Sunday, March 06, 2005

Cynical, But I Think I Believe It Now

I've been thinking about certain connotations of "amateur" and "professional," characterized by "amateurish" who turn in half-assed and uncaring performances and "a real professional" who goes "above and beyond." I'm currently thinking:

The professional aspects of your job are those for which you get some reward or avoid some penalty: money, advancement, job security, or reputation leading to any of those, and should be based on a cold, hard look at cost/reward probabilities, along with your own personal scale of values that sets time/effort/unpleasantness versus the size and likelihood of the return.

Everything else you do for the love of it (sense of duty or accomplishment, belief in the Cause, etc): the very core of amateurism.
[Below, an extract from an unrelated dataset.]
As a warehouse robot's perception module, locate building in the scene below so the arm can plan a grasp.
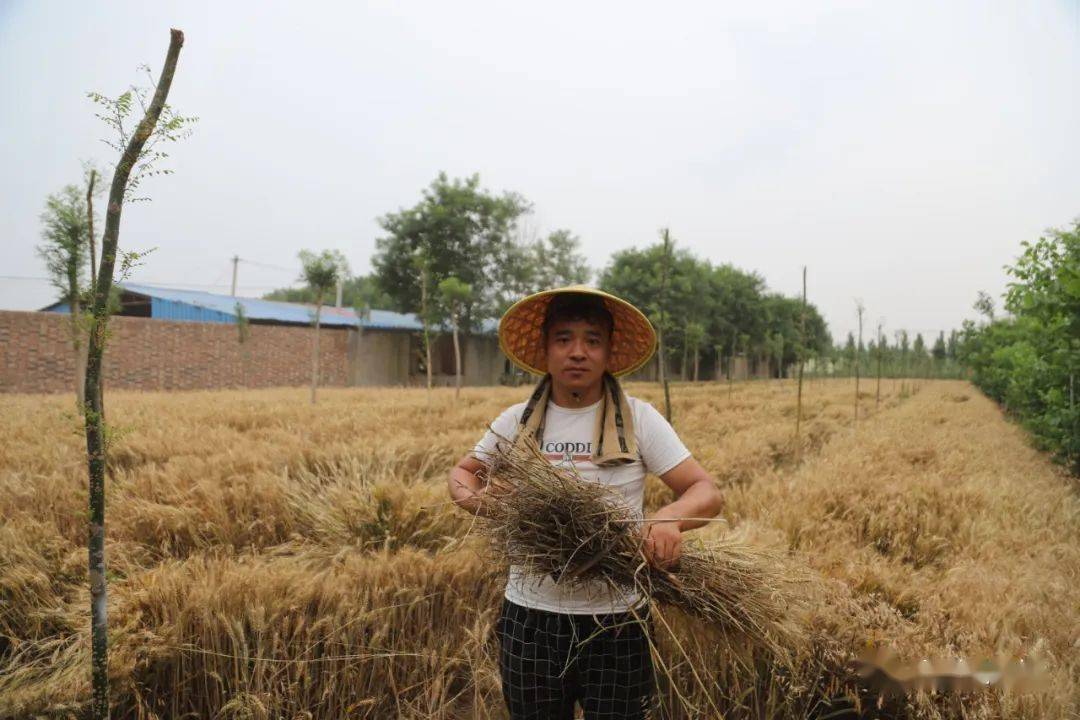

So, the next time you go to the DMV and deal with an unfire-able employee who has maxed out on his/her career progression and isn't looking at any possible profit-sharing arrangement? Say hello to the face of professionalism. Okay, and the flipside (the tail of professionalism) is the near-Platonic ideal of retail service represented by Nordstom - under instruction AND on commission.

And anyone who tell you otherwise is just a shill for the bosses who would LIKE you to go "above and beyond." Those guys believe in counting up your hypothetical karmic rewards as part of your benefits package, as an offset against anything real they'd otherwise have to give you. Why don't you tell management to get professional (in their sense) - pay you "above and beyond?"

But, of course, if they DO, well, by this definition they're amateurs as well - three cheers for the reciprocal agapic love in the workplace!